Delta Lloyd Cuts Size of Rights Offer to $715 Million to Placate Investors

By | February 24, 2016

Delta Lloyd NV surged as much as 12 percent in Amsterdam trading after the Dutch insurer bowed to investor pressure and cut the size of a rights offer to 650 million euros ($715 million).

“Following months of analysis, today’s announcement brings clarity to the amount of capital that we need to raise to reposition Delta Lloyd under Solvency II,” Chief Executive Officer Hans van der Noordaa said in a statement on Wednesday. “The group is performing strongly and producing good commercial and operational results. Our focus is to further improve our business and capital base.”

Delta Lloyd, the worst-performing stock on the Amsterdam Stock Exchange in the past year, announced in November that it aimed to raise as much as 1 billion euros in a rights offer to bolster capital to meet new regulatory standards. Some of the company’s largest shareholders were said to be dissatisfied with the insurer’s proposed rights offer and were considering voting against it in a March shareholder meeting, Dutch newspaper NRC Handelsblad reported last month.

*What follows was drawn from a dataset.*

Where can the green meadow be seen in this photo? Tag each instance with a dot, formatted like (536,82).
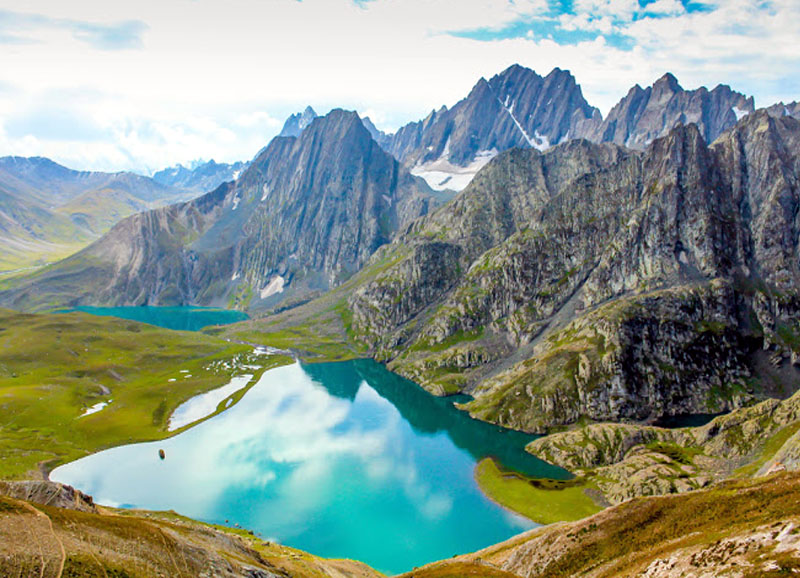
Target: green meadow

The shares were up 5.3 percent at 5.34 euros at 9:45 a.m. in Amsterdam, giving Delta Lloyd a market value of about 1.22 billion euros.

‘Positive’ Tone

“The lower rights issue is clearly positive and will set the tone today,” JanWillem Knoll, an analyst at ABN AMRO Group NV with a buy rating on the stock, wrote in a note to clients. Lowering the size of the rights issue would imply an uplift of about 15 percent in ABN AMRO’s target price for the shares, he said.

The Amsterdam-based insurer also reported net income of 128 million euros for 2015, down 65 percent from last year, as swings in interest rates and credit spreads backfired and bonds declined.

The company has been under pressure to reassure investors as the European Union introduces stricter capital requirements for insurers in January under rules known as Solvency II. Delta Lloyd said its solvency ratio stood at 131 percent in 2015, while the rights offer and other steps planned by management will raise its solvency ratio to about 140 percent to 180 percent, the company said Wednesday.

Delta Lloyd also announced a plan to sell its 30 percent stake in private bank Van Lanschot NV this year.